Highest Paying Jobs
According to an October 10, 2010 article in Money Magazine,
the following is a listing of
twenty highest paying jobs in 2010.
Number 9 is software engineer
Best Jobs rank: 18
Median pay: $144,000
Top pay: $202,000
Software engineering directors are in charge of creating new products and helping expand what's possible with software products.
"I like that I have very tangible, direct impact on the success or failure of my projects. I feel much less like a cog in a wheel than at other jobs," says Scott W.D. Rankin, VP of technology at Corporate Reimbursement Services in Cambridge, Mass.
"The ability to explain complex technology to non-technical people has been and continues to be the most valuable skill that I learned," he continues. "Most of the people that make the decisions in a corporate environment are non-technical. If you want to stand a chance of determining your own fate, you need to know how to be able to talk to them in their language."
Number 14 is software architect
Best Jobs rank: 1
Median pay: $119,000
Top pay: $162,000
A software architect helped design the software on which you're reading this article right now. In fact, they have a hand in the creation of everyday products from word processors to computer games. High demand for their skills let software architects demand hefty paychecks.
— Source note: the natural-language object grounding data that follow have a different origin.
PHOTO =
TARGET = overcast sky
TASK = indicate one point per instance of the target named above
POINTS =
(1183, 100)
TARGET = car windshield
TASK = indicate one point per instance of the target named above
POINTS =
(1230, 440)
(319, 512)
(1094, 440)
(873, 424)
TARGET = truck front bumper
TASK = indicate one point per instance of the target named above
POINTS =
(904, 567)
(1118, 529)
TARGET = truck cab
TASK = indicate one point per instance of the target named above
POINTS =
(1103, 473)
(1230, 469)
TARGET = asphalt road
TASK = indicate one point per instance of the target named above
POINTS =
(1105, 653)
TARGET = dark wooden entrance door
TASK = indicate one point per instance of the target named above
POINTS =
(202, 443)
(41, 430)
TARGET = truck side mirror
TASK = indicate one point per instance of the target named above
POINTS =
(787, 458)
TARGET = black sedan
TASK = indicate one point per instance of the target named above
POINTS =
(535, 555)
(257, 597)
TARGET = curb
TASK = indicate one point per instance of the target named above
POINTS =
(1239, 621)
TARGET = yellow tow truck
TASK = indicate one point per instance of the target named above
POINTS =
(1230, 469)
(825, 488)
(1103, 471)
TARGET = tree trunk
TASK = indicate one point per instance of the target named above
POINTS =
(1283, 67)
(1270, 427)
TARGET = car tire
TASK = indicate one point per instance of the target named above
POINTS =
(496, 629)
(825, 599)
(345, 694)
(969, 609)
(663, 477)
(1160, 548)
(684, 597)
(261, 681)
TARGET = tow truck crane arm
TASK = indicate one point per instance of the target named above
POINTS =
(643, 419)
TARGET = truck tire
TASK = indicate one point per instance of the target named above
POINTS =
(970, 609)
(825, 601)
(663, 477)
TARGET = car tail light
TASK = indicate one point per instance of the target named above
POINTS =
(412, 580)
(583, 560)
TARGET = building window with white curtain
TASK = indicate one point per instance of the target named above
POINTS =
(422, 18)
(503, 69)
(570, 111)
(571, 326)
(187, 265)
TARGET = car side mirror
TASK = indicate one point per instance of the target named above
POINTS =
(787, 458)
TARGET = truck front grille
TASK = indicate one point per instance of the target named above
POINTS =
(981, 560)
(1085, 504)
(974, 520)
"I love working with customers who have real problems and developers who have ideas for what's possible," says Brian Pinkerton, chief software architect at Lucid Imagination.
"It's in the space between those that real innovation happens: What can we build that will solve our customers' problems and help them with problems they don't know they have yet? Helping real people with real problems is where it's at."
Number 18 is Computer/Information Scientist
Best Jobs rank: 35
Median pay: $115,000
Top pay: $167,000
These techies research computer science issues as either theorists, designers or inventors, creating new products and solving hardware and software problems.
"The technology landscape is always changing -- new devices and platforms, new media and applications. Everything is in continual flux, so it's always interesting," says James Dixon, "chief geek" of Pentaho, an open source business intelligence firm in Orlando, Fla. "Plus I can do my job from my laptop, anywhere."